There is no such thing as a learning style
It has long been held that having a preferred learning style – visual, auditory or kinaesthetic – has no basis in reality. Yet, it still remains a very popular way to think about structuring learning and communication.
A new study has confirmed that there is no such thing as a learning style. Students’ dominant learning styles were assessed and they were then encouraged to pursue learning techniques in-line with that style. Their end-of-year grades were not correlated in any meaningful way to their dominant learning style and those that managed to study in line with their dominant learning style did not achieve better grades than those students who ignored it.
Instead, there were specific study strategies, such as practising microscope work and using lecture notes, that were associated with better grade performance, regardless of students’ learning style. Other activities, such as using flash cards, were associated with poorer performance, perhaps because they were a sign of learning by repetition rather than deeper learning.
Research by the nineteenth-century psychologist, Hermann Ebbinghaus, shows that in the absence of counter-measures, the average person loses up to 90% of new information after 30 days.
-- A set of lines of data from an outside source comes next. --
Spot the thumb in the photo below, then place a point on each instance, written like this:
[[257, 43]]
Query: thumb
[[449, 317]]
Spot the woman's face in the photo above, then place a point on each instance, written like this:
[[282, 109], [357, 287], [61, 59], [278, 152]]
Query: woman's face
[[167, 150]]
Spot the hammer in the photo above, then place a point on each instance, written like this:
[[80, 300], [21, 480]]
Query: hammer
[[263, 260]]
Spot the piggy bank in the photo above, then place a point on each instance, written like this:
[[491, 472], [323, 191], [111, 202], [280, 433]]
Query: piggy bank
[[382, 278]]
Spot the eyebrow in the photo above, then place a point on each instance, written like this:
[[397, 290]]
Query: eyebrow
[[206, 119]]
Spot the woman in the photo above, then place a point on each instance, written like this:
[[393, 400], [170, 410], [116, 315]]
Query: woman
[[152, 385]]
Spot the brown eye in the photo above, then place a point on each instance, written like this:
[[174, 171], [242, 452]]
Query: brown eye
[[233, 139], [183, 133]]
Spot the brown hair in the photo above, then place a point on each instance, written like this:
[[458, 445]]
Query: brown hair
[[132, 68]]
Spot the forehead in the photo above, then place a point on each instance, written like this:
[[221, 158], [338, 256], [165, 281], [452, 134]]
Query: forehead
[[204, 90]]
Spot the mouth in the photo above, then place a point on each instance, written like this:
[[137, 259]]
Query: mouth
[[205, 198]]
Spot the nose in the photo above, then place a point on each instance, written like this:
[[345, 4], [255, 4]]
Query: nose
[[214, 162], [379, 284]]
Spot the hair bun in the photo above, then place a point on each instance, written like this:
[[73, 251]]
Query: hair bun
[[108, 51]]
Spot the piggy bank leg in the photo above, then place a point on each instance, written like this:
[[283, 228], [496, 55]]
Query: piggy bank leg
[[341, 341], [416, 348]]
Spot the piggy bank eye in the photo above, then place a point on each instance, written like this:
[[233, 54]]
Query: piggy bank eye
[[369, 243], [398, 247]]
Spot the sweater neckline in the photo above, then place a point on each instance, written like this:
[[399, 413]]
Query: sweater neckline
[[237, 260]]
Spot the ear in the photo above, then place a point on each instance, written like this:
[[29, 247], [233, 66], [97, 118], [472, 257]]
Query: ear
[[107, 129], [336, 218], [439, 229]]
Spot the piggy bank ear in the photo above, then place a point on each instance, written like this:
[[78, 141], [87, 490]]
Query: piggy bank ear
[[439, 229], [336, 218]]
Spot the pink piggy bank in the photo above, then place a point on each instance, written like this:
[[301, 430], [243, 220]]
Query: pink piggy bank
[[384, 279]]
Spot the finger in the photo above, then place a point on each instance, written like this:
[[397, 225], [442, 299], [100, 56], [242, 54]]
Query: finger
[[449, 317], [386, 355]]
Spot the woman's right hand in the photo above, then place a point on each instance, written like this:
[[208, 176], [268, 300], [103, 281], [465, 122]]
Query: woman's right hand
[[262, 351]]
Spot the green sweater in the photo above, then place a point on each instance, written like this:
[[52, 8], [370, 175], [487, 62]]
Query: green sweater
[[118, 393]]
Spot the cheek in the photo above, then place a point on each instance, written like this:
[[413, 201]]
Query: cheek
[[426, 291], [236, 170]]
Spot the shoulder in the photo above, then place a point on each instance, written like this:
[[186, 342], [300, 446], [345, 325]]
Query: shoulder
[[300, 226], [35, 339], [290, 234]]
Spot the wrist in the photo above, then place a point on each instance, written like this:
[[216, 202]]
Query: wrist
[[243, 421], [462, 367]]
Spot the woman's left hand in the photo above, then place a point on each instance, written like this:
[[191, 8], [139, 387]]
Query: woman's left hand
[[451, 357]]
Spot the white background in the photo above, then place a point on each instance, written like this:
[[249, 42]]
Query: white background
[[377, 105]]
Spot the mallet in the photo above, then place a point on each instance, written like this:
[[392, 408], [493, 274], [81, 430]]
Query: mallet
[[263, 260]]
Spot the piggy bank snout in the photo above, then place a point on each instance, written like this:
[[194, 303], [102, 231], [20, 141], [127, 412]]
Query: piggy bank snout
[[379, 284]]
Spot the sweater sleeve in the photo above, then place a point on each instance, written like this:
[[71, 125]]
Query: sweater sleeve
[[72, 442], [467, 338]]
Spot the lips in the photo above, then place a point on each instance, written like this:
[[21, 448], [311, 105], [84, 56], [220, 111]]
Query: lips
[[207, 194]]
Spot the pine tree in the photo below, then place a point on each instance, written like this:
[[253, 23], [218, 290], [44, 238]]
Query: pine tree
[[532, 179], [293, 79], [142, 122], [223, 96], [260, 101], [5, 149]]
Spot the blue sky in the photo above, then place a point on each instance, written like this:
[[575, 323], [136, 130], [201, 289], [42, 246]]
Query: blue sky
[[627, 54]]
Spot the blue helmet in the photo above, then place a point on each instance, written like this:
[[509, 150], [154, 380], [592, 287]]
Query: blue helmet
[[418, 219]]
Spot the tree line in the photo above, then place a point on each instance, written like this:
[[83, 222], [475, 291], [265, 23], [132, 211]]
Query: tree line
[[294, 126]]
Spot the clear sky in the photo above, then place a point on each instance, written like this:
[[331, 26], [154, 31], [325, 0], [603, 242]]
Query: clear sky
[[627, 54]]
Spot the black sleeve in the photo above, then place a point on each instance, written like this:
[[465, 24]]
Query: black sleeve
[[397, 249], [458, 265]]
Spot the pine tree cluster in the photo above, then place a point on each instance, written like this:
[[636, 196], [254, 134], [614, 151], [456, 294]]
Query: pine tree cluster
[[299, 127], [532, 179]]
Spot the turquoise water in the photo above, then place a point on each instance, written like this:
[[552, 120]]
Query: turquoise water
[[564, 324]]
To achieve regular learning, he recommends these antidotes: promptly record new learning; review these insights regularly; and apply them in practice as soon as you can.
“Education is the most powerful weapon which you can use to change the world.” Nelson Mandela
Sources: Wilkins A. (2018), KnowledgeBrief Guest Expert, Cass Business School and founder of Perspectiv; Husmann P.R. and O’Loughlin V.D. (2018) Another nail in the coffin for learning styles? Disparities among undergraduate anatomy students’ study strategies, class performance, and reported VARK learning styles, Anatomical Sciences Education, Mar 13; Pietersen, W. (2017) Learning How to Learn, CBS, Jul 17
Action Point
Use a note book for one week to write down your learnings. Assess how this impacts the way you take new things in.